The charges against the Yakutia-based company were one of the major stumbling blocks on the road to signing a rough diamond marketing agreement with De Beers. Tax authorities accused ARS officers of irregularities in tax and currency trading after a special audit at the end of last year and threatened $379 million in fines. However,

ARS said it was permitted to carry out hard currency transactions under the terms of a “secret” decree signed by President Boris Yeltsin.

Regardless of ARS’s contention, tax authorities staged simultaneous combat-style raids on ARS offices in Mirny, Yakutsk and Moscow Jan. 23. Armed, hooded representatives of tax authorities impounded documents from the offices. ARS was allowed to continue operating, and an ARS spokesman said later the tax authorities were unable to uncover any evidence of criminal offenses.

There has been speculation within the government that certain politicians and businessmen wanted to divide ARS into two independent companies: one to mine diamonds and the other to sell them. In addition, many analysts believe the tax charges arose from a power struggle between the provincial government of Sakha, which holds virtually all of Russia’s diamond deposits, and the central government, which seeks greater control over diamond operations. ARS reportedly paid taxes of $698.8 million in 1995, of which $182 million went to the central government. The Sakha government owns a 32% stake in ARS.

BYTCHKOV RESIGNS

Russian press reports indicate Evgeny Bytchkov resigned the presidency of the Russian Diamond Manufacturers Association shortly after assuming the post.

Bytchkov apparently left the diamond industry completely to accept an appointment with the Russian Bank, says Gary Ralfe, managing director of De Beers’ Central Selling Organisation. Bytchkov’s successor is Alexander Shkadov, general director of the Kristall Smolensk diamond cutting plant.

Bytchkov had been a key figure in the Russian diamond industry and was the most vocal opponent of a proposed marketing agreement with De Beers. Until last year, he was chairman of Roskomdragmet – the Russian Federal Committee for Precious Metals and Precious Stones. He also was a confidante of Russian President Boris Yeltsin, having originated from the same region of Russia. But in 1996, he was dismissed and Roskomdragmet was disbanded after it sent tens of millions of dollars worth of rough diamonds to a U.S. company that never paid for them.

Bytchkov established a policy under which foreign diamond manufacturers could set up polishing operations in Russia, using rough from a stockpile that Roskomdragmet administered.
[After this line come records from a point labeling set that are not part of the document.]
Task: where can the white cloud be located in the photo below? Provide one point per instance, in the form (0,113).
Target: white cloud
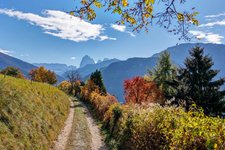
(117,27)
(104,37)
(211,24)
(62,25)
(208,37)
(7,52)
(215,16)
(131,34)
(72,58)
(122,28)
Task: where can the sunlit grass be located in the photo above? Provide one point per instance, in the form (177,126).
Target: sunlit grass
(31,114)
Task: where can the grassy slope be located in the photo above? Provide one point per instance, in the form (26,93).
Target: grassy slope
(31,115)
(80,137)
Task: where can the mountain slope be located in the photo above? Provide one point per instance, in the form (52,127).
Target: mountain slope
(6,61)
(86,60)
(59,69)
(116,73)
(88,69)
(31,115)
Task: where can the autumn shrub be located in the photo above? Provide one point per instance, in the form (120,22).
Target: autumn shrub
(140,91)
(168,128)
(12,71)
(41,74)
(65,86)
(135,126)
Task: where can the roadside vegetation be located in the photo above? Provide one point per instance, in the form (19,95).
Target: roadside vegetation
(31,114)
(170,108)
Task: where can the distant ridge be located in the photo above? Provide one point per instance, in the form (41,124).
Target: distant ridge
(6,60)
(117,72)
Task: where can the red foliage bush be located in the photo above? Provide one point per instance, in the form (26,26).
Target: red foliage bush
(138,91)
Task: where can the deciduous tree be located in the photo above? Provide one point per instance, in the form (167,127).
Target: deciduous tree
(96,77)
(163,73)
(140,14)
(196,82)
(137,90)
(43,75)
(12,71)
(74,78)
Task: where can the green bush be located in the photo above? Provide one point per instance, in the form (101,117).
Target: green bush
(31,114)
(138,127)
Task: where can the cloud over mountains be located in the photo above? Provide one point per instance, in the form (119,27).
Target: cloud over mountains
(62,25)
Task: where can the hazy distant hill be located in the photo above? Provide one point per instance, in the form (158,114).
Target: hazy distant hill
(88,69)
(6,60)
(116,73)
(86,60)
(58,68)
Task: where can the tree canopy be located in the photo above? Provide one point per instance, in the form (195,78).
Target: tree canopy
(43,75)
(12,71)
(163,73)
(96,77)
(196,82)
(140,14)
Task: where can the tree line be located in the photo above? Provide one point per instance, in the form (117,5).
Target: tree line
(40,74)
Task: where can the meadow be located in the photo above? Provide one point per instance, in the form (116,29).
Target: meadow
(31,114)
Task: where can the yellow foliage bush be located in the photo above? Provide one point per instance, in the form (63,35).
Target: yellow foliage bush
(64,86)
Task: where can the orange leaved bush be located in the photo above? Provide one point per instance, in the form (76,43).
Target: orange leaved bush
(138,91)
(43,75)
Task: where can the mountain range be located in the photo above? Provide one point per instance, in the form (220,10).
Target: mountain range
(115,74)
(6,60)
(115,71)
(58,68)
De Beers contended many of these joint ventures were little more than fronts to export rough diamonds outside of the CSO contract.

DIAVIK GETS GOOD REPORT

The news from the Diavik Diamond Mine in Canada’s Northwest Territories continues to be favorable, says Canaccord Capital of Winnipeg, a mining stock analyst.
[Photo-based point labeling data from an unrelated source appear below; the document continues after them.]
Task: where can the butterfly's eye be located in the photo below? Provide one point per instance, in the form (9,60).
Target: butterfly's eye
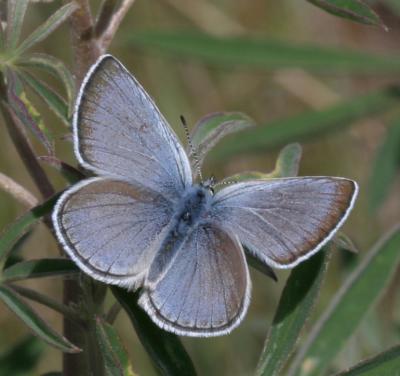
(200,194)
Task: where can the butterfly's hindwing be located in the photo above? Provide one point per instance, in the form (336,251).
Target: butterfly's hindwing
(284,221)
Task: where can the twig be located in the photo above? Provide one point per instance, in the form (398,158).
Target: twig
(22,145)
(82,34)
(106,11)
(17,191)
(113,23)
(48,302)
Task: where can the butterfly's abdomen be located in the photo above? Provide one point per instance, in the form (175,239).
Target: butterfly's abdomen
(189,212)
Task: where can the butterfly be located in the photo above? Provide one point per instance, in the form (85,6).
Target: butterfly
(144,222)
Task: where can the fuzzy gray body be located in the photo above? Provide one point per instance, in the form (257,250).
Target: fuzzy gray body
(190,212)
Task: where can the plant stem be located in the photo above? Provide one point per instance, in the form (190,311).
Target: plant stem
(85,52)
(16,190)
(22,145)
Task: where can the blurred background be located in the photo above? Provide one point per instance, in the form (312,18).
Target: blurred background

Canaccord predicts an annual yield of 9.7 million carats by 2003. The latest bulk sample from the A-154 South kimberlite pipe totaled 11,739 carats with an average value of $67 per carat, about 13% higher than the average value of the previous sample. The valuing was conducted by six independent diamond traders in Antwerp. Diamonds from the A-418 kimberlite, the other major pipe in the cluster, are valued at an average $64 per carat.

Canaccord believes the A-418 pipe could be on line as early as 2001 and A-154 two years later. The first pipe can yield up to 4.5 million carats yearly once full production begins. The second pipe is expected to deliver some 5.2 million carats yearly, according to Canaccord. Testing is under way down to the 400-meter level in A-154 to determine the grade in deep sections of the deposit. The average grade of both kimberlites is estimated at 4 carats per ton with an estimated life of 16 years.

Meanwhile, limited tests at the A-21 pipe have found a grade of 3.1 carats per ton. A larger-than-expected number of 2-ct. and larger diamonds were discovered in the samples.

The Diavik project is owned 60% by Kennecott and 40% by Aber Resources. The parent company is RTZ-CRA, which recently proposed changing its name to Rio Tinto. RTZ-CRA is also the majority owner of Argyle Diamonds of Australia. RTZ-CRA is the world’s largest mining company with 1996 profits of $1.1 billion on revenue of $8.45 billion.